Model Selection
- class datatoolkit.model_selection.BayesianSearchCV(estimator: sklearn.base.BaseEstimator, parameter_space: dict[str, <module 'hyperopt.hp' from '/home/docs/checkouts/readthedocs.org/user_builds/datatoolkit/envs/latest/lib/python3.9/site-packages/hyperopt/hp.py'>], n_iter: int = 10, scoring=typing.Union[collections.abc.Iterable[str], collections.abc.Callable, NoneType], cv=<class 'sklearn.model_selection._split.StratifiedShuffleSplit'>, refit: str = 'loss', verbose=0, random_state=None, error_score='raise', return_train_score=False)
Bayesian Search Cross Validation.
- Parameters
(BaseEstimator) – Sci-kit learn base estimator.
(ClassifierMixin) – Sci-kit learn classifier mixin.
- Raises
TypeError – When scoring argument is of wrong type.
NotFittedError – When estimator is not fitted.
References
- cross_validate(parameter_space: dict, X: collections.abc.Iterable[float], y: collections.abc.Iterable[float]) dict
Fit estimator on training set and evaluate on validation set, in accordance to cross-validation generator.
- Parameters
parameter_space (dict) – Dict containing parameter space.
X (Iterable[float]) – Array-like of shape (n_samples, n_features) containing predictors.
y (Iterable[float]) – Array-like of shape (n_samples,) containing target label.
- Returns
Dict containing cross validation results.
- Return type
dict
- fit(X: collections.abc.Iterable[float], y: collections.abc.Iterable[float])
Fits estimator.
- Parameters
X (Iterable[float]) – Matrix of shape (n_samples, n_features).
y (Iterable[float]) – Array-like of shape (n_samples,).
- get_dataset_type_score_name_index(split_iterator: Optional[collections.abc.Iterable[int]] = None) collections.abc.Generator[tuple[str, str, int]]
Generates tuple composed of dataset type, score name, and index.
- Parameters
split_iterator (Union[Iterable[int], None], optional) – Array-like of shape (n_splits,) having the size of number of CV splits.
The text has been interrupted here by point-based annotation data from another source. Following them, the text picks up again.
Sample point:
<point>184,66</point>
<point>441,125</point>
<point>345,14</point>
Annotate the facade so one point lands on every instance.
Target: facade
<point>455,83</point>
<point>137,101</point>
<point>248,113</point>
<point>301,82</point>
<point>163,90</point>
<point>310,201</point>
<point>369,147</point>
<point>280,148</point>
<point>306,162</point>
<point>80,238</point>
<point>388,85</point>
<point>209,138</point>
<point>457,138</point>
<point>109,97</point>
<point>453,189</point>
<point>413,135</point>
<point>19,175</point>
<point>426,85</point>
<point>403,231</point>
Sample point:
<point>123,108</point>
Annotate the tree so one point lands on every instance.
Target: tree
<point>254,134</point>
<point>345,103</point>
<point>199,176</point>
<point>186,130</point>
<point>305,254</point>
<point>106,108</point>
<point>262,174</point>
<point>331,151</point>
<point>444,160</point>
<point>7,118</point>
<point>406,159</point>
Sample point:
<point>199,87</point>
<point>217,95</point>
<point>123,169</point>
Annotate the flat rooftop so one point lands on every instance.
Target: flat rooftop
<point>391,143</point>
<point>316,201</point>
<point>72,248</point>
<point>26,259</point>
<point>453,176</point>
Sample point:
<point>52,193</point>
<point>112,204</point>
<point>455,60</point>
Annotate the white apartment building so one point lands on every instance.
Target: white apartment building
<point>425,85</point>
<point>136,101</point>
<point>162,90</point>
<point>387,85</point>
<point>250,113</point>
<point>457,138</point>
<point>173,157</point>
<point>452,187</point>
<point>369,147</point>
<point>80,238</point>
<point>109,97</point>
Defaults to None.
- Yields
Generator[tuple[str, str, int]] – Tuple composed of dataset type, score name, and index.
- objective(y_true: collections.abc.Iterable[float], y_pred: collections.abc.Iterable[float], score_name: str) float
Objective function to be minimized.
- Parameters
y_true (Iterable[float]) – Array-like of shape (n_samples,) containing true values of target label.
y_pred (Iterable[float]) – Array-like of shape (n_samples,) containing predicted values of target label.
score_name (str) – _description_
- Returns
Returns absolute difference between score and optimal value.
- Return type
float
- optimize(X: collections.abc.Iterable[float], y: collections.abc.Iterable[float]) dict
Runs hyperparameter optimization.
- Parameters
X (Iterable[float]) – Array-like of shape (n_samples, n_features) containing predictors.
y (Iterable[float]) – Array-like of shape (n_samples,) containing target label.
- Returns
Optimal parameter space.
- Return type
dict
- post_process_cv_results()
Process cross validation results by calculating average and standard deviation of scores.
- predict(X: collections.abc.Iterable[float]) collections.abc.Iterable[float]
Predicts observation class
- Parameters
X (Iterable[float]) – Array-like of shape (n_samples, n_features) containing predictors.
- Returns
Classes.
- Return type
Iterable[float]
- predict_proba(X: collections.abc.Iterable[float]) collections.abc.Iterable[float]
Predict probabilities observation of be in a class.
- Parameters
X (Iterable[float]) – Array-like of shape (n_samples, n_features) containing predictors.
- Returns
Classes probabilities.
- Return type
Iterable[float]
- static scorer_class_map(y_pred: np.ndarray[float], score_name: str, threshold: float = 0.5) np.ndarray[float]
Maps score name to class.
- Parameters
y_pred (np.ndarray[float]) – Array-like of shape (n_samples,).
score_name (str) – Name of the performance metric
threshold (float, optional) – Threshold used to transform probability into class. Defaults to 0.5.
- Returns
Array-like of shape (n_samples,).
- Return type
np.ndarray[float]
- static scorer_optimal_value(score_name: str) float
Maps score name to optimal value.
- Parameters
score_name (str) – Name of performance metric
- Returns
Optimal value.
- Return type
float
- class datatoolkit.model_selection.ClassificationCostFunction(metrics: collections.abc.Iterable[str], M: np.ndarray[float] = None, metric_class_opt_val_map: dict[str, tuple[str, float]] = None, proba_threshold: float = 0.5)
- objective(y_true: np.ndarray[float], y_pred: np.ndarray[float]) float
Objective function.
- Parameters
y_true (np.ndarray[float]) – Array-like of true labels of length N.
y_pred (np.ndarray[float]) – Array-like of predicted labels of length N.
- class datatoolkit.model_selection.CostFunction(metrics: collections.abc.Iterable[str], M: np.ndarray[float])
Abstract class for cost functions
- abstract objective(y_true: np.ndarray[float], y_pred: np.ndarray[float]) float
Objective function.
- Parameters
y_true (np.ndarray[float]) – Array-like of true labels of length N.
y_pred (np.ndarray[float]) – Array-like of predicted labels of length N.